Para dar cuenta de las continuidades de los patrones de policiamiento, y sin la intención de justificar y/o naturalizar prácticas abusivas, diremos que, según los datos analizados, no se identifica un incremento de la violencia policial para con los habitantes de barrios vulnerables desde el comienzo de la pandemia. Allí las prácticas de policiamiento, por momentos más intensas y ciertamente dirigidas especialmente a los jóvenes varones, mostraron también patrones de continuidad (que incluso podemos observar en casos recientes como el asesinato de Lucas González, de 17 años, por parte de la Policía de la Ciudad de Buenos Aires en noviembre 2021).
Para finalizar, cabe una reflexión. Las violencias interpersonales se mantuvieron relativamente estables en la pandemia -en el 2020, respecto al 2019, aumentaron un 3,8% los homicidios dolosos en el país y disminuyeron un 7,7% las lesiones dolosas-. La estabilidad, en un contexto de deterioro extremo de las condiciones de vida que supuso la pandemia, y las medidas de aislamiento nos obligan a repensar las relaciones que tantas veces se conjugan prejuiciosamente entre pobreza y violencia. Pero, más allá de la necesidad de desmontar prejuicios, se vuelve, también, necesario analizar los vínculos entre la emergencia de diferentes tipos de violencias y las condiciones sociales que la moldean.

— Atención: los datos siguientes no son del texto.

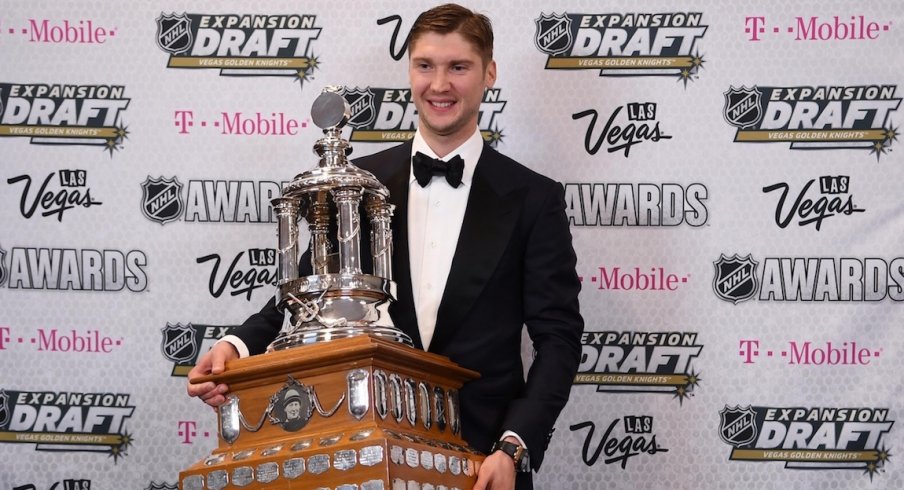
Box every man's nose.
[430,70,449,92]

En esa línea, señalamos que las formas de organización comunitaria - redes que es importante destacar son en muchos casos previas a la pandemia- permitieron montar en tiempo récord una red de distribución de alimentos y de bienes básicos para la reproducción de la vida cotidiana. Articuladas mayoritariamente por mujeres, la red de distribución de alimentos y de elementos de higiene resultó central en los barrios para sobrellevar los aspectos más duros de la pandemia (literalmente, pusieron comida en los platos). Con un espíritu similar, se destacan en las entrevistas menciones a redes de solidaridad y cuidado de mujeres en situación de violencia de género. Las redes comunitarias, a las apuradas, conservaron el tejido social que se degradó a pasos agigantados con la pandemia. Para las poblaciones vulnerables la mayor parte de las instituciones del Estado perdieron protagonismo durante la pandemia y la estabilidad -del plato de comida y de la regulación de las violencias- se forjó gracias al trabajo de las organizaciones y redes comunitarias. Concluimos, entonces: en la pandemia las manifestaciones de las violencias fueron las mismas que antaño, pero se reforzó la intervención policial como la cara más visible del Estado entre las poblaciones vulnerables.